A peculiar primary tumor, causing bone damage without need of spreading from the original site, is multiple myeloma. Multiple myeloma is a clonal B-cell malignancy characterized by an accumulation of mature plasma cells in the bone marrow, leading to bone destruction and failure of normal hematopoiesis [4, 5]. The incidence is 3–9 cases/100.000/year; it is more frequent among elderly with a slight male prevalence. Multiple myeloma remains an incurable disease even with the use of proteasome inhibitor bortezomib, immuno-modulatory drugs (thalidomide or lenalidomide), and high-dose chemotherapy associated to autologous stem cell transplantation, as part of first-line therapy [6]. In multiple myeloma, tumor and stromal cells interact via adhesion molecules and cytokine networks to simultaneously promote tumor cell survival, drug resistance, angiogenesis, and disordered bone metabolism.
Bone metastasis of extra-bone high-grade solid tumors is more frequent than primary bone cancers. The rate of bone metastasis is about 70% in breast, melanoma, lung and prostate cancer and about 15–30% in colon, stomach, bladder, uterus, rectum, thyroid, and kidney carcinomas [7]. Symptoms related to bone metastasis include pain, fractures, spinal cord compression, and hypercalcemia leading to poor quality of life and reduced life expectancy. It is estimated that the appearance of bone metastasis can reduce the five-years survival rate of breast cancer patients from 98% to 26% and that of prostate cancer patients from 100% to 33% [8].

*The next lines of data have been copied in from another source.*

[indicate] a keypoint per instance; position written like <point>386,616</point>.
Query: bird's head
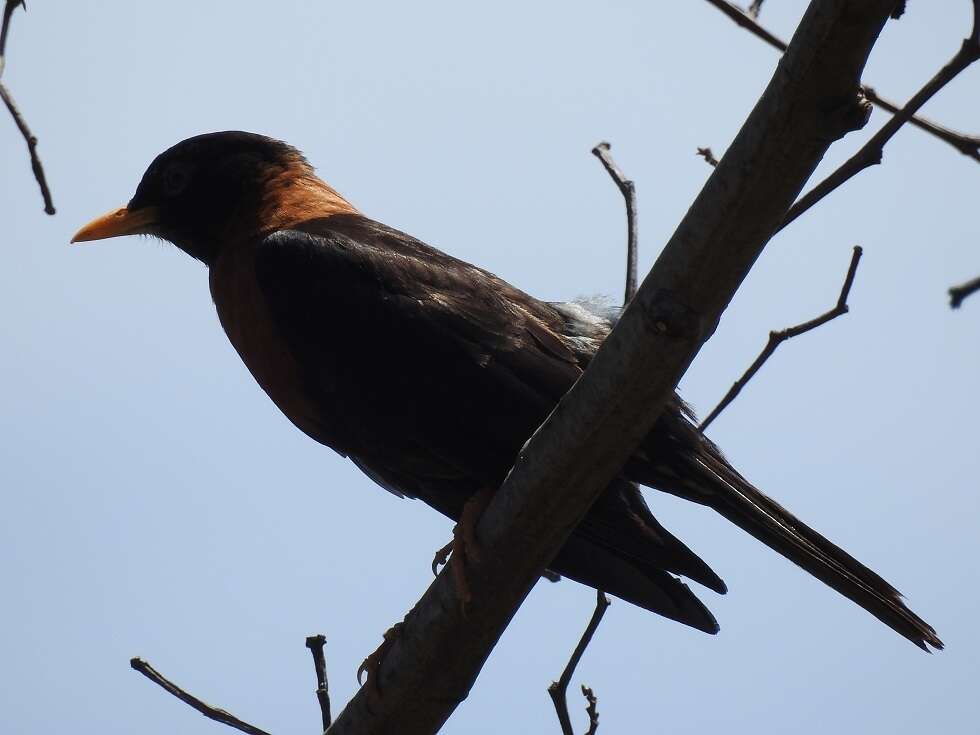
<point>217,189</point>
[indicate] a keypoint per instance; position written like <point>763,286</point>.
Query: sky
<point>157,504</point>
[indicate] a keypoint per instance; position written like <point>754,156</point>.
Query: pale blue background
<point>156,503</point>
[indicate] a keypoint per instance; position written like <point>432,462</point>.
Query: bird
<point>430,373</point>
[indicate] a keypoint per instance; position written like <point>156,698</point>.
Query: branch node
<point>777,337</point>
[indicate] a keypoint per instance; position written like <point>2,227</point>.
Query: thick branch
<point>811,101</point>
<point>871,152</point>
<point>558,691</point>
<point>777,338</point>
<point>957,294</point>
<point>316,643</point>
<point>213,713</point>
<point>968,145</point>
<point>8,100</point>
<point>628,190</point>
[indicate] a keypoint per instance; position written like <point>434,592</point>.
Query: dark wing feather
<point>416,356</point>
<point>434,373</point>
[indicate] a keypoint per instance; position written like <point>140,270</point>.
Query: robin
<point>430,374</point>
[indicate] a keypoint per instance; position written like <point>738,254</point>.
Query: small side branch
<point>871,152</point>
<point>559,689</point>
<point>957,294</point>
<point>591,709</point>
<point>213,713</point>
<point>968,145</point>
<point>777,338</point>
<point>316,643</point>
<point>8,100</point>
<point>628,190</point>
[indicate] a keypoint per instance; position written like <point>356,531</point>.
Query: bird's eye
<point>175,179</point>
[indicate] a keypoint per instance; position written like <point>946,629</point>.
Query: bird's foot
<point>372,663</point>
<point>464,546</point>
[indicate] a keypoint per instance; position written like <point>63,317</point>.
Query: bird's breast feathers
<point>245,316</point>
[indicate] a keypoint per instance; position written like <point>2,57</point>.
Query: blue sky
<point>157,504</point>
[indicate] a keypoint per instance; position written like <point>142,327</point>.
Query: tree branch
<point>628,190</point>
<point>316,643</point>
<point>591,709</point>
<point>594,429</point>
<point>957,294</point>
<point>8,100</point>
<point>559,689</point>
<point>213,713</point>
<point>871,152</point>
<point>777,338</point>
<point>968,145</point>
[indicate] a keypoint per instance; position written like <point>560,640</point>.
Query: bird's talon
<point>441,557</point>
<point>369,667</point>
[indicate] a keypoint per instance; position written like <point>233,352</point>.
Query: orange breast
<point>246,319</point>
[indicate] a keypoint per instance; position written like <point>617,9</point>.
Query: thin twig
<point>628,190</point>
<point>591,709</point>
<point>708,156</point>
<point>559,689</point>
<point>213,713</point>
<point>957,294</point>
<point>777,338</point>
<point>968,145</point>
<point>315,643</point>
<point>871,152</point>
<point>8,100</point>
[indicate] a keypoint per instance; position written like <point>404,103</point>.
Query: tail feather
<point>743,504</point>
<point>677,459</point>
<point>641,584</point>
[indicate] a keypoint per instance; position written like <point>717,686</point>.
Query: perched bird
<point>430,373</point>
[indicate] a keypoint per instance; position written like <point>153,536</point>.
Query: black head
<point>202,190</point>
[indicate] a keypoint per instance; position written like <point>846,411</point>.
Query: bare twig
<point>315,643</point>
<point>708,156</point>
<point>968,145</point>
<point>748,22</point>
<point>213,713</point>
<point>628,190</point>
<point>957,294</point>
<point>777,338</point>
<point>871,152</point>
<point>8,100</point>
<point>591,709</point>
<point>559,689</point>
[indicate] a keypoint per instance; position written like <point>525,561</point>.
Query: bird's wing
<point>412,353</point>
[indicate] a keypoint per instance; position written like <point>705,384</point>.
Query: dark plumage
<point>430,373</point>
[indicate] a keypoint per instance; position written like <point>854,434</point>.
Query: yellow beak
<point>119,222</point>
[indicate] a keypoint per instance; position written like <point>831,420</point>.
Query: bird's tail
<point>707,478</point>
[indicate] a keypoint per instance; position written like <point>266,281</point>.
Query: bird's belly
<point>246,319</point>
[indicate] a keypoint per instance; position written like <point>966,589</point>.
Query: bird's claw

Both primary and secondary cancers involving the skeleton can cause osteoblastic (sclerotic) or osteolytic lesions, although generally the final histological picture is a mixture of the two. Osteoblastic lesions originate from proliferation of osteoblasts, while osteolytic lesions are generally due to osteoclast activation caused by factors secreted by cancer cells. Common sites of metastasis in the skeleton are the spine, rib cage, limbs and skull. Once settled into the bone, tumor cells release factors that activate matrix resorption leading to bone destruction; this facilitates cancer spread and proliferation [8, 9]. Since bone resorption activity is followed by an increase in bone formation, as it occurs in normal remodeling, these two processes are intimately linked and typically present at sites of bone metastasis. Osteolytic metastasis are common in breast cancer, mainly due to stimulation by tumor cells of osteoclast differentiation and activity [10]. An associated local bone formation usually occurs, presumably in an attempt to activate repair, but this response is often inefficient, thus leading to final bone loss. In multiple myeloma tumor cells in the bone marrow cause exclusively osteolytic lesions, with almost complete absence of bone formation [4]. This seems to be due to suppression of osteoblast activity. On the contrary, prostate cancer metastasis are primarily osteoblastic, with possible presence of osteolytic components [11]. Most of the factors implicated in osteolytic metastatization are also involved in the pathogenesis of osteoporosis to the point that pharmacological treatment of osteolytic metastasis and osteoporosis is similar.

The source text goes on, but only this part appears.